SEC Charges Mexico-based Company, its CEO, and Four Individuals in Ponzi Scheme Targeting Spanish-Speaking U.S. Investors

The U.S. Securities and Exchange Commission (SEC) has made a significant announcement concerning Aras Investment Business Group S.A.P.I. de C.V., a Mexico-based company, its CEO Armando Gutierrez Rosas, and four individuals. The charges revolve around an elaborate fraud scheme that saw the fraudulent raising of at least $15 million from over 450 retail investors in the United States, with a substantial portion of these investors being members of the Mexican American community.

In its official complaint, which was filed in the U.S. District Court for the Western District of Texas, the SEC outlines that between approximately March 2020 and November 2021, Armando Gutierrez solicited funds from U.S. retail investors under the guise of investing in U.S. real estate and mining ventures in Mexico. He enticed investors with the promise of monthly returns that could reach an astonishing 10 percent. However, the SEC’s investigation revealed a shocking truth – none of the funds entrusted by U.S. investors were directed towards any legitimate investment ventures. Instead, Gutierrez was orchestrating a Ponzi scheme and a particularly insidious form of affinity fraud, using the investments to finance his personal expenditures, including the acquisition of a lavish $2.5 million mansion in Texas. The SEC did not stop at Gutierrez alone; it also brought charges against Efren Quiroz, Luis Quiroz, Maria Tolentino, and Diayanira Rendon for their complicity in this fraudulent endeavor.

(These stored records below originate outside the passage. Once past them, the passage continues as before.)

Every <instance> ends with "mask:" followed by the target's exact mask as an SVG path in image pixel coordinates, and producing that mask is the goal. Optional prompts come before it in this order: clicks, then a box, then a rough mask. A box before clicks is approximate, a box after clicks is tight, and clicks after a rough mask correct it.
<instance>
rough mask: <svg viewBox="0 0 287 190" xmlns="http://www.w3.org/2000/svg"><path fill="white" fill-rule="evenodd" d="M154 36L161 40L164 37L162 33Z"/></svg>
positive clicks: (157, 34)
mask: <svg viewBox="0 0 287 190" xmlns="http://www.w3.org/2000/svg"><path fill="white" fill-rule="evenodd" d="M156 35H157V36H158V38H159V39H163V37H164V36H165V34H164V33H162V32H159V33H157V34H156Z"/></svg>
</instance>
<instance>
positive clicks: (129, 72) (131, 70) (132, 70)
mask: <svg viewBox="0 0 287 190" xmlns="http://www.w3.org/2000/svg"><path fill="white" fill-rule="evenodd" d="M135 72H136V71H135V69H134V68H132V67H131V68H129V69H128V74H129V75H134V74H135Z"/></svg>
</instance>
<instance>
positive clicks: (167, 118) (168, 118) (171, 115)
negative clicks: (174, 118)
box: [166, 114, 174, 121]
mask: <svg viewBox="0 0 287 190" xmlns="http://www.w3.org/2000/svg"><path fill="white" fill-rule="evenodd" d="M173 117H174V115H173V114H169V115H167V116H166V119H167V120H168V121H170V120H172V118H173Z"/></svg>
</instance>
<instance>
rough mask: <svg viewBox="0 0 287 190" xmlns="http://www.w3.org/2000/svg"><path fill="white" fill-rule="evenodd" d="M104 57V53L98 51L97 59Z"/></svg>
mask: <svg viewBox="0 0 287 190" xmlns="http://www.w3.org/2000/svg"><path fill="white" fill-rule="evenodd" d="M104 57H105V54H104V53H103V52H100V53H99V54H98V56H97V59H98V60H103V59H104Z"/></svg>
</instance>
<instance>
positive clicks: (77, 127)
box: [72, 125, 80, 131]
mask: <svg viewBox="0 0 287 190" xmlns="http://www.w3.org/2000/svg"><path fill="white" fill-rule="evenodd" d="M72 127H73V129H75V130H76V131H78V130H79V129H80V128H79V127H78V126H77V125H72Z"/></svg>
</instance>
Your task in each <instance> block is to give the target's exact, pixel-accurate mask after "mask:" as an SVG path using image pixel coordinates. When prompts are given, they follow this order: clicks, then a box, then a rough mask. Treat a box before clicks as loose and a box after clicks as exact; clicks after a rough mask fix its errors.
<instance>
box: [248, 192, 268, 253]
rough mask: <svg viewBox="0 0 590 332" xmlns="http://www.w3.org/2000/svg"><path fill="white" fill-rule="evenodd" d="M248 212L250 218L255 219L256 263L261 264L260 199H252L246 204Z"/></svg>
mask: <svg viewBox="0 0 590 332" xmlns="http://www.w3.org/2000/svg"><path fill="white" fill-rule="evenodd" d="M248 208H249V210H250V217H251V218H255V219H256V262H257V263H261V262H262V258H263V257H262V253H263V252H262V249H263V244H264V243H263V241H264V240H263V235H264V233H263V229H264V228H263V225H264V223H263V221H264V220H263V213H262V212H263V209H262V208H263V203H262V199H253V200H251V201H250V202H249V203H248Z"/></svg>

Melissa R. Hodgman, Associate Director in the SEC’s Division of Enforcement, expressed the gravity of the situation, stating, “Our investigation uncovered this egregious fraud that cost the investors involved more than $6 million. We are committed to holding promoters of these types of affinity frauds accountable.”

The SEC’s complaint asserts various violations, with Gutierrez and Aras accused of violating both antifraud and registration provisions within federal securities laws. Efren and Luis Quiroz face charges for operating as unregistered brokers, while Tolentino, along with the Quiroz brothers, is charged with violating registration provisions and aiding and abetting Gutierrez and Aras in their violations of the antifraud provisions. Furthermore, Rendon is charged with aiding and abetting Gutierrez and Aras in their violations of the antifraud provisions. The SEC is seeking permanent injunctions, civil penalties, and disgorgement of ill-gotten gains with prejudgment interest as remedies in response to these egregious actions.

In an effort to resolve the matter without admitting or denying the allegations, Efren and Luis Quiroz, Tolentino, and Rendon have consented to the entry of judgments against them for all claims. These judgments include full injunctive relief against future violations and are subject to court approval. Additionally, Efren and Luis Quiroz have agreed to Commission orders that prohibit their association with registered entities or participation in penny stock offerings.

In light of this troubling case, the SEC’s Office of Investor Education and Advocacy has issued an Investor Alert. This alert provides valuable tips to investors on how to avoid making investment decisions solely based on shared personal connections with those recommending or selling investments, highlighting the importance of thorough due diligence and skepticism in the investment landscape.